This is a pure-Python library for Czech-language alphabetical sorting.
From Python:
>>> import czech_sort
>>> czech_sort.sorted(['sídliště', 'shoda', 'schody'])
['shoda', 'schody', 'sídliště']
>>> sorted(['sídliště', 'shoda', 'schody'], key=czech_sort.key)
['shoda', 'schody', 'sídliště']
On the command line::
$ python -m czech_sort < file.txt
shoda
schody
sídliště
To sort Python strings in the Czech language, there are three other options:
- Use
PyICU
. This can sort really well, and do all kinds of wonderful, standards-compliant Unicode things. Perfect for publication-quality results. Unfortunately, ICU can be a major pain to install, making it overkill if you just want to sort a list of strings. - Set the locale, then use
locale.strxfrm
. (Yes,strxfrm
! Try saying that ten times fast!) This depends on the Czech POSIX locale being available, so it's hardly portable. - Just use Python's built-in string sort. This sorts lexicographically by Unicode codepoints. It might be good enough for you? Maybe?
The czech-sort
library is a compromise. It should give you good results in
the 99% case.
Do not use this if you need proper sorting of symbols, non-Latin scripts, or diacritics other than Czech/Slovak.

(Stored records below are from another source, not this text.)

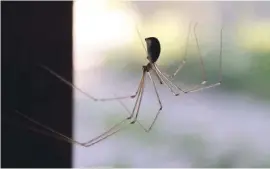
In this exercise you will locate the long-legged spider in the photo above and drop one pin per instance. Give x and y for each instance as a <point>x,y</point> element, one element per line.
<point>153,50</point>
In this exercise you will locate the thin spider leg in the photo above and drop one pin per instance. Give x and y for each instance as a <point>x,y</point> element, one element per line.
<point>139,103</point>
<point>114,129</point>
<point>138,96</point>
<point>183,62</point>
<point>159,101</point>
<point>160,81</point>
<point>220,71</point>
<point>130,114</point>
<point>164,82</point>
<point>137,29</point>
<point>168,80</point>
<point>83,92</point>
<point>200,56</point>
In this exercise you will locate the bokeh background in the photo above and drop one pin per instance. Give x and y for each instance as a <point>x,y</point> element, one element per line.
<point>226,126</point>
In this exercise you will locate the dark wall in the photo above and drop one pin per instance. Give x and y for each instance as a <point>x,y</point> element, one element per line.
<point>34,34</point>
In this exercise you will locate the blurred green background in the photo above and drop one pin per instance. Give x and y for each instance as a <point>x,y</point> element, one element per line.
<point>226,126</point>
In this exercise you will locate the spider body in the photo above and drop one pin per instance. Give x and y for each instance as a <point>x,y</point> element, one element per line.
<point>153,49</point>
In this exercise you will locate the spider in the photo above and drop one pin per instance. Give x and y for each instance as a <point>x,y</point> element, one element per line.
<point>153,50</point>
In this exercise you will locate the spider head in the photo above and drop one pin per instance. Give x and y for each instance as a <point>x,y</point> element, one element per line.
<point>153,49</point>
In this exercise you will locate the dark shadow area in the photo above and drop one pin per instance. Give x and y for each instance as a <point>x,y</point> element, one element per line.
<point>34,34</point>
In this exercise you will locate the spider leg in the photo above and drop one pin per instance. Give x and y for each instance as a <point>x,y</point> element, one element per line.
<point>160,104</point>
<point>139,98</point>
<point>166,80</point>
<point>197,87</point>
<point>49,131</point>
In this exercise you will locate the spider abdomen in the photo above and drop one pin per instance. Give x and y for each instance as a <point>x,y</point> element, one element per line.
<point>153,49</point>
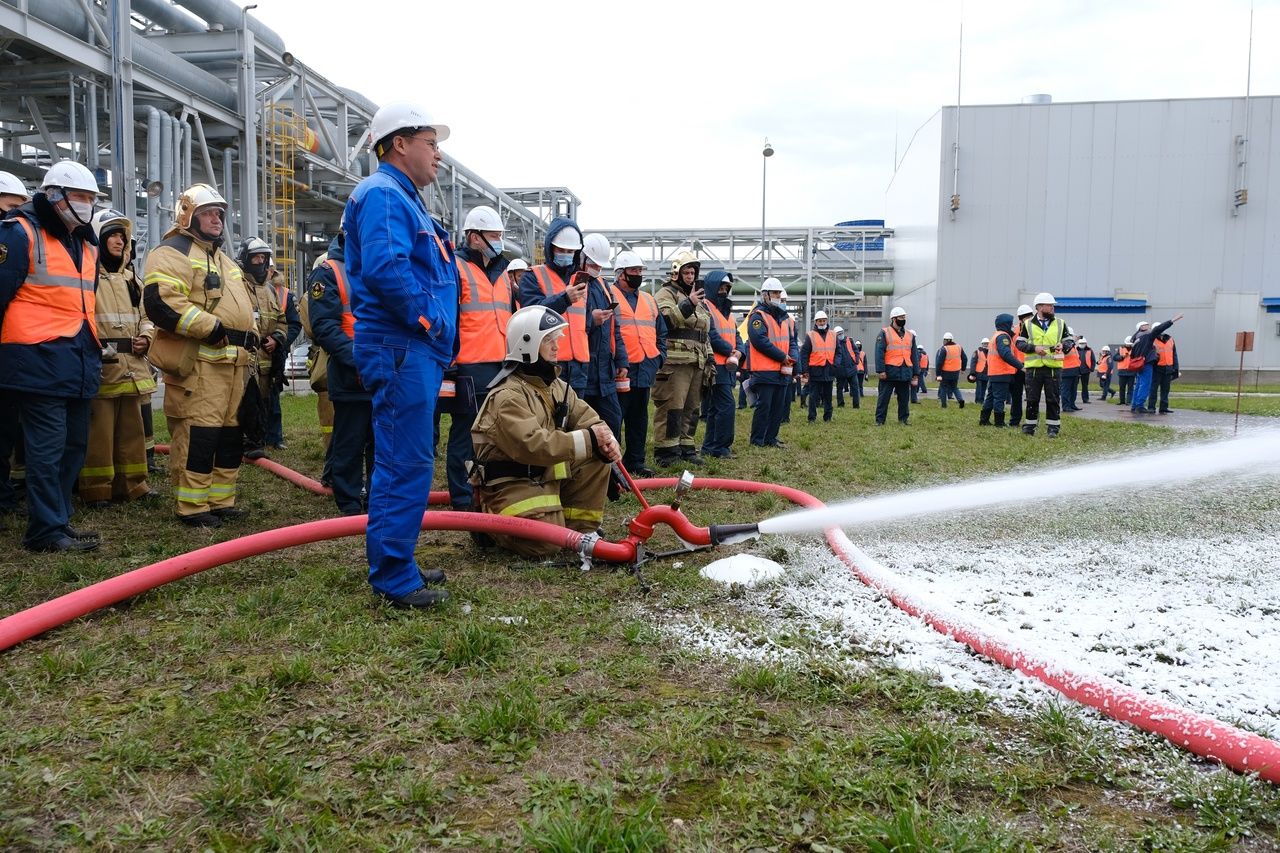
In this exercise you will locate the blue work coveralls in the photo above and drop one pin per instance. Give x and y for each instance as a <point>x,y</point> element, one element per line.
<point>405,295</point>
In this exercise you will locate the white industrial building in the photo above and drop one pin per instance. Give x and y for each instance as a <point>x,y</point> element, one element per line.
<point>1124,210</point>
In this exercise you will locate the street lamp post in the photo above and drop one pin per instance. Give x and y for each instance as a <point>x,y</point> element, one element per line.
<point>764,183</point>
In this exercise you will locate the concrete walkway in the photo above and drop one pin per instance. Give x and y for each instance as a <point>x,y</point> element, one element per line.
<point>1220,422</point>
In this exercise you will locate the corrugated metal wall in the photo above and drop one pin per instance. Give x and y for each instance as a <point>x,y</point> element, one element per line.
<point>1100,200</point>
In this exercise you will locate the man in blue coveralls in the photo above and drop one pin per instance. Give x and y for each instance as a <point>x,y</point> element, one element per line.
<point>405,297</point>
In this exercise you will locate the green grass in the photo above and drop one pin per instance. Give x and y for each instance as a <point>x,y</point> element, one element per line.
<point>272,703</point>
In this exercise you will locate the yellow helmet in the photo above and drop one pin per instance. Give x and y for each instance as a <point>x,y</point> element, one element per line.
<point>193,197</point>
<point>681,260</point>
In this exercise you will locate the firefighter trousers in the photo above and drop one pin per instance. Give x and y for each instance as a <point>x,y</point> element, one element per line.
<point>115,463</point>
<point>677,400</point>
<point>205,446</point>
<point>575,502</point>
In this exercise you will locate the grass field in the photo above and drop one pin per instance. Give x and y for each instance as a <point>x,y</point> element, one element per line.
<point>272,703</point>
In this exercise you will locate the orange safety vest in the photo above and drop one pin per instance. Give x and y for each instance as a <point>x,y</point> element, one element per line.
<point>577,349</point>
<point>897,352</point>
<point>348,319</point>
<point>484,309</point>
<point>997,366</point>
<point>723,327</point>
<point>780,336</point>
<point>822,352</point>
<point>54,299</point>
<point>639,324</point>
<point>951,363</point>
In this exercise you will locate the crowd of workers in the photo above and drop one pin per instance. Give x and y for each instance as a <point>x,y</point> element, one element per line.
<point>548,373</point>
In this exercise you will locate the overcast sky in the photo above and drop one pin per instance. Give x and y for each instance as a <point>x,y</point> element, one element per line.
<point>656,113</point>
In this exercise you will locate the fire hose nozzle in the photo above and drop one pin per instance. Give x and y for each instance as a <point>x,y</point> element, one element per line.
<point>734,533</point>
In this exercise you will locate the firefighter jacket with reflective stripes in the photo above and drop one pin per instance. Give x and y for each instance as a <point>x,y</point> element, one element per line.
<point>517,424</point>
<point>119,320</point>
<point>818,355</point>
<point>333,325</point>
<point>65,366</point>
<point>186,301</point>
<point>484,306</point>
<point>896,354</point>
<point>688,327</point>
<point>638,318</point>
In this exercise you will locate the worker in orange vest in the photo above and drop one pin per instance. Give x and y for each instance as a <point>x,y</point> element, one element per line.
<point>485,304</point>
<point>333,327</point>
<point>1106,368</point>
<point>50,356</point>
<point>726,352</point>
<point>818,365</point>
<point>978,372</point>
<point>645,337</point>
<point>897,366</point>
<point>1166,370</point>
<point>951,361</point>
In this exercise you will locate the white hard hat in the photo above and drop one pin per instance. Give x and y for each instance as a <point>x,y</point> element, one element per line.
<point>109,220</point>
<point>597,249</point>
<point>627,259</point>
<point>567,237</point>
<point>526,329</point>
<point>403,115</point>
<point>12,186</point>
<point>483,218</point>
<point>69,174</point>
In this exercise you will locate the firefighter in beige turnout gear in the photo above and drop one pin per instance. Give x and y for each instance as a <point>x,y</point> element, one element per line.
<point>540,452</point>
<point>115,461</point>
<point>196,296</point>
<point>255,261</point>
<point>677,389</point>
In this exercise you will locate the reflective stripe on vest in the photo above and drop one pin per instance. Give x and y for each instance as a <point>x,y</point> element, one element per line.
<point>54,299</point>
<point>822,351</point>
<point>780,336</point>
<point>723,327</point>
<point>951,363</point>
<point>897,350</point>
<point>348,319</point>
<point>577,349</point>
<point>1047,338</point>
<point>484,309</point>
<point>639,324</point>
<point>997,366</point>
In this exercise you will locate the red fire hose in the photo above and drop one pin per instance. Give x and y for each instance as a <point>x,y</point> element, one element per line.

Any other deviation from the relevant standard, ČSN 97 6030
, should be
considered a bug. However, neither the author nor the community at large
have access to the standard, which makes finding such bugs somewhat difficult.
Takes an iterable of strings, and returns a list of them, sorted.
Returns a sort key object for a given string.
This function is suitable as the key
for functions like the built-in
sorted
or list.sort
.
The czech-sort library can be used with Python 2.6+ and 3.5+.
Under Python 2, it only accepts unicode
strings.
Install this into your virtualenv
by running:
$ pip install czech-sort
Bug reports and comments are welcome at Github.
Patches are also welcome! Source code is hosted at Github:
$ git clone http://github.com/encukou/czech-sort
To run the included tests:
$ python -m pip install -e.[test]
$ python -m pytest
If you would like to contribute, but are confused by the above,
then please e-mail encukou at
gmail dot
com.
The project is licensed under the MIT license. May it serve you well.